Research Digest 0091 — CAMBI CUDA integration trade-offs¶
Research-0091¶
- Status: Active
- Workstream: ADR-0360, ADR-0210, ADR-0205
- Last updated: 2026-05-09
- Predecessor: Research-0032 — Vulkan integration trade-offs
Question¶
The Vulkan twin (ADR-0210) established Strategy II hybrid for CAMBI GPU acceleration. The CUDA port (T3-15a) is conceptually a straightforward translation, but several CUDA-specific implementation choices needed investigation: kernel geometry for the 7×7 spatial mask, DtoH strategy for the 5-scale pipeline, and correctness of the Strategy II dispatch contract under the VmafCudaKernelLifecycle / VmafCudaKernelReadback template.
Sources¶
core/src/feature/cambi.c— CPU referencecore/src/feature/cambi_internal.h— trampoline API for GPU twinscore/src/feature/vulkan/cambi_vulkan.c— Vulkan Strategy II precedentcore/src/feature/cuda/integer_psnr_cuda.c— submit/collect lifecycle patterncore/src/feature/cuda/integer_ssim_cuda.c— 2D block geometry patterncore/src/cuda/kernel_template.h—VmafCudaKernelLifecycle/VmafCudaKernelReadback- Research-0032 — buffer-pair vs trampoline analysis
Findings¶
1. Shared-memory SAT vs per-thread 49-reads for the spatial mask¶
The CPU code computes the 7×7 summed-area table using a rolling DP (two-pass row-scan + col-scan). The Vulkan twin uses a similar sequential-within-a-workgroup approach via a PASS spec constant.
For CUDA the options are:
- Shared-memory 2-pass SAT (row-scan in smem, then col-scan in smem): requires a
(BLOCK_H + 2×PAD) × (BLOCK_W + 2×PAD)smem tile, i.e. at 16×16 blocks with PAD=3:22 × 22 × 2 bytes = ~1 KBper block. This reduces global reads per thread from 49 to ~1 + 1 border-clamped read. Code complexity: ~120 additional lines (smem alloc, 2 sync-barrier passes, corner handling). - Per-thread 49 global reads: each thread reads its own 7×7 neighbourhood independently. 49 coalesced or near-coalesced 16-bit reads per thread. Zero smem code. 1080p (≈2M pixels) × 49 reads ≈ 196M 16-bit reads per frame. At RTX 4090 memory bandwidth (1.0 TB/s) that is ~0.4 ms per frame just for the spatial-mask kernel. The
calculate_c_valueshost residual runs 200–250 ms/frame — the mask kernel is below 0.2 % of total cost.
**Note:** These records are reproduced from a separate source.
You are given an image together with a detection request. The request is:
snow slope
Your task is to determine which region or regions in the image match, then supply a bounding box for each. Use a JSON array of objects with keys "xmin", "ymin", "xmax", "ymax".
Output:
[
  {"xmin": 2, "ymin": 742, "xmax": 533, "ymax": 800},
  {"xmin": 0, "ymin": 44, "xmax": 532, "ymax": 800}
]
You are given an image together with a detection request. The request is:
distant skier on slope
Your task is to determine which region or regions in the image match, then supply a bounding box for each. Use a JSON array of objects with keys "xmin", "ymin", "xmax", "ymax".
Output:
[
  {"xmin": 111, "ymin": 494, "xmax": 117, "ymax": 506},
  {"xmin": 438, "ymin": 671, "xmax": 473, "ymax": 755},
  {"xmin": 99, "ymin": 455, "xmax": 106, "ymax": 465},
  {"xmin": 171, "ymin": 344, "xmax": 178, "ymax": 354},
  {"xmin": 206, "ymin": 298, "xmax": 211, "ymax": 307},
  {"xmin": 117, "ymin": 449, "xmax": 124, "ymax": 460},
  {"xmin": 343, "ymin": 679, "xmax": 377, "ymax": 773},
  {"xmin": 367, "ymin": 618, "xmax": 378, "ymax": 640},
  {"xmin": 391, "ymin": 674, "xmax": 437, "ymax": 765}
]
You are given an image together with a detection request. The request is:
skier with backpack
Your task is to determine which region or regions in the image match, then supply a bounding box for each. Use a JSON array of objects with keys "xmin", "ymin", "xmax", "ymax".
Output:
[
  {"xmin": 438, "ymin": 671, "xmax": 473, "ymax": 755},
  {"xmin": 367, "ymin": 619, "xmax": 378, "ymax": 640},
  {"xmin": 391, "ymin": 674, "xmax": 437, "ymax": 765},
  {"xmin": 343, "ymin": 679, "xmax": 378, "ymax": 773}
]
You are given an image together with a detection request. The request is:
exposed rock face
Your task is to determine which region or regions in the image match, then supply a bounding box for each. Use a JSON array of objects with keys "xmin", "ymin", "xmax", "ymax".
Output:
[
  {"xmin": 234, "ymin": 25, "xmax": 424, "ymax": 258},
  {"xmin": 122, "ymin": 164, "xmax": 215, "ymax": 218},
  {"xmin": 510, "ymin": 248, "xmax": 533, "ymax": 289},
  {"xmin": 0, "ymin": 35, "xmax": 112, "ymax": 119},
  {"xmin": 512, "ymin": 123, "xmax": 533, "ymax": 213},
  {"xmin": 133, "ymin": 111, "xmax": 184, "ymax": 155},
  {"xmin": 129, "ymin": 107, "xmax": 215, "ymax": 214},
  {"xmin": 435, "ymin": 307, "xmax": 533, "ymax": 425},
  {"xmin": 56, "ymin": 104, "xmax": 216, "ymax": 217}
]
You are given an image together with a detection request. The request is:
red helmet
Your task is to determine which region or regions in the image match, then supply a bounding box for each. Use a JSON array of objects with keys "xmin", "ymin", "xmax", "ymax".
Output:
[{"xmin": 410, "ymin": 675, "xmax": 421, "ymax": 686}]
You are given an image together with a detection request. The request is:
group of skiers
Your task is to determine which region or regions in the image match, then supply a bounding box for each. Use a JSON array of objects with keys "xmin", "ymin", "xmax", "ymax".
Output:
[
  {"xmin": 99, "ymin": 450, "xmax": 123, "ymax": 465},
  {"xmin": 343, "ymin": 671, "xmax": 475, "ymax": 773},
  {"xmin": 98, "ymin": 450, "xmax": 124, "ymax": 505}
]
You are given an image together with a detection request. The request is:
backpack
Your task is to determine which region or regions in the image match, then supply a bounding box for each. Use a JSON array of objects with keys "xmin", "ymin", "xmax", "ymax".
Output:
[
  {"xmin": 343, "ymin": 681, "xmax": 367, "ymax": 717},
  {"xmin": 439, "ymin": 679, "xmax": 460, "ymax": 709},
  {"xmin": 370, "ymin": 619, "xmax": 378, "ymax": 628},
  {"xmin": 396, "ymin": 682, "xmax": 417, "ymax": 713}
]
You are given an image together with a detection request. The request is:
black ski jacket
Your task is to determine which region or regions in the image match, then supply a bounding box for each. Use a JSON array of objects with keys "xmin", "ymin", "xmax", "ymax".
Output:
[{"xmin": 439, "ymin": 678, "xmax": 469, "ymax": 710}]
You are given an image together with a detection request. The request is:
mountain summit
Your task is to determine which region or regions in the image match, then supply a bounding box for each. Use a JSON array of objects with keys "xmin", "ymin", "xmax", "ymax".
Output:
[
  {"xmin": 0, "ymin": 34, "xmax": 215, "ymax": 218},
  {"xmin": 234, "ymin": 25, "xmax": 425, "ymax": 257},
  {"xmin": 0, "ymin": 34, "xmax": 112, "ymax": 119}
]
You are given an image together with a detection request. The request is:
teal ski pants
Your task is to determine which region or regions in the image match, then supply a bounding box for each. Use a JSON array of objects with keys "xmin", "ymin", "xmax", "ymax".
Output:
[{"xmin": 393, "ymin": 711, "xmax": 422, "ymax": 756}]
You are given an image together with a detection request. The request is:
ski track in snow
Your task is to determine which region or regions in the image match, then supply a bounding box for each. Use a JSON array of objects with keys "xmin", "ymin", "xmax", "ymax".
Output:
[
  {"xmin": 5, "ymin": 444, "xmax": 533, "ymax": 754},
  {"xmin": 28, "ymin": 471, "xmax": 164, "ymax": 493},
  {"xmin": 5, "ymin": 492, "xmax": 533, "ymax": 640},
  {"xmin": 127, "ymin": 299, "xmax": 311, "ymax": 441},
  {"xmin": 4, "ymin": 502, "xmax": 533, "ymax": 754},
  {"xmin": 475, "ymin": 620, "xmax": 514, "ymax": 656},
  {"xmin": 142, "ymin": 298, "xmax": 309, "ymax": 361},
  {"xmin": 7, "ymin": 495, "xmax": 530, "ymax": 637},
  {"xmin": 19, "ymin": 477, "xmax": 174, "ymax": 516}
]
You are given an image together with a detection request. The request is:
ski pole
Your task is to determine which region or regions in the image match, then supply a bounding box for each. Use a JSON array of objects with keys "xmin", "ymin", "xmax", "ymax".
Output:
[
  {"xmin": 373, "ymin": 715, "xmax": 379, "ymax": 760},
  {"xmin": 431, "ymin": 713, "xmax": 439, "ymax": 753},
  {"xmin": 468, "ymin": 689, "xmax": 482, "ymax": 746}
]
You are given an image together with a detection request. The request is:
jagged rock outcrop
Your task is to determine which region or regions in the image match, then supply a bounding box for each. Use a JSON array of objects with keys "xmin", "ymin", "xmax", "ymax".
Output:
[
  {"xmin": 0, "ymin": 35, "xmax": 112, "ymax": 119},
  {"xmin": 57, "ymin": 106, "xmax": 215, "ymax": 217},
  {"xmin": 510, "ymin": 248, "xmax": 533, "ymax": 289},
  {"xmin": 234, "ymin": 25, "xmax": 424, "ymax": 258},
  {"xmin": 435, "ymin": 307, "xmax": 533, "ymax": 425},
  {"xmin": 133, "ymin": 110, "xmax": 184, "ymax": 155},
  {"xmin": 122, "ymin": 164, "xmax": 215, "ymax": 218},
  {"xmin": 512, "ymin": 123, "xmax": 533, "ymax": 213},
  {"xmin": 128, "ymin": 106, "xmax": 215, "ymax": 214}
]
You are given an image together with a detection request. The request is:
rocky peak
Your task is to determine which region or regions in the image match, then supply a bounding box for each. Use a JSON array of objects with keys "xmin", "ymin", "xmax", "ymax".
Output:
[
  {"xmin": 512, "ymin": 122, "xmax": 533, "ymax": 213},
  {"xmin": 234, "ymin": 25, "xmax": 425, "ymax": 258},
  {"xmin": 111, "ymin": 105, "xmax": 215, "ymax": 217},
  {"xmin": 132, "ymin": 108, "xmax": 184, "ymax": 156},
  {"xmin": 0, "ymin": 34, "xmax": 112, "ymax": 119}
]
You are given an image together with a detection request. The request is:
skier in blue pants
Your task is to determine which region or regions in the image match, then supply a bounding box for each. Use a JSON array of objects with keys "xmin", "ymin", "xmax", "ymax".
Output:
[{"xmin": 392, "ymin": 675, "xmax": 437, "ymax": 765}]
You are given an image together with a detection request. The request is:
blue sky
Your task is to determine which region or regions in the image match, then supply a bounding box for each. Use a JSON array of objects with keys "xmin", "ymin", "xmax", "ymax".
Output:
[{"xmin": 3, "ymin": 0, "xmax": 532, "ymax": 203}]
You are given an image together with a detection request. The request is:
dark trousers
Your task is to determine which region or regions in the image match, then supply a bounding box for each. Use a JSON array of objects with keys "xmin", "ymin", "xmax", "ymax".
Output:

Conclusion: per-thread 49-read approach chosen. It is demonstrably not the bottleneck and avoids shared-memory complexity and smem-occupancy trade-offs. The smem approach can be revisited if profiling shows otherwise.
2. Per-scale synchronous DtoH vs async ring-buffer DtoH¶
The 5-scale pipeline requires, for each scale:
- GPU kernel(s) run, producing an updated image buffer.
- Result copied from device to host for the CPU residual.
- CPU residual (
calculate_c_values+spatial_pooling) runs. - Next scale starts.
Async option: overlap GPU work for scale N+1 with DtoH + CPU residual for scale N using two pinned buffer pairs (ping-pong) and two CUDA streams. This hides the ~0.8 ms/scale PCIe latency.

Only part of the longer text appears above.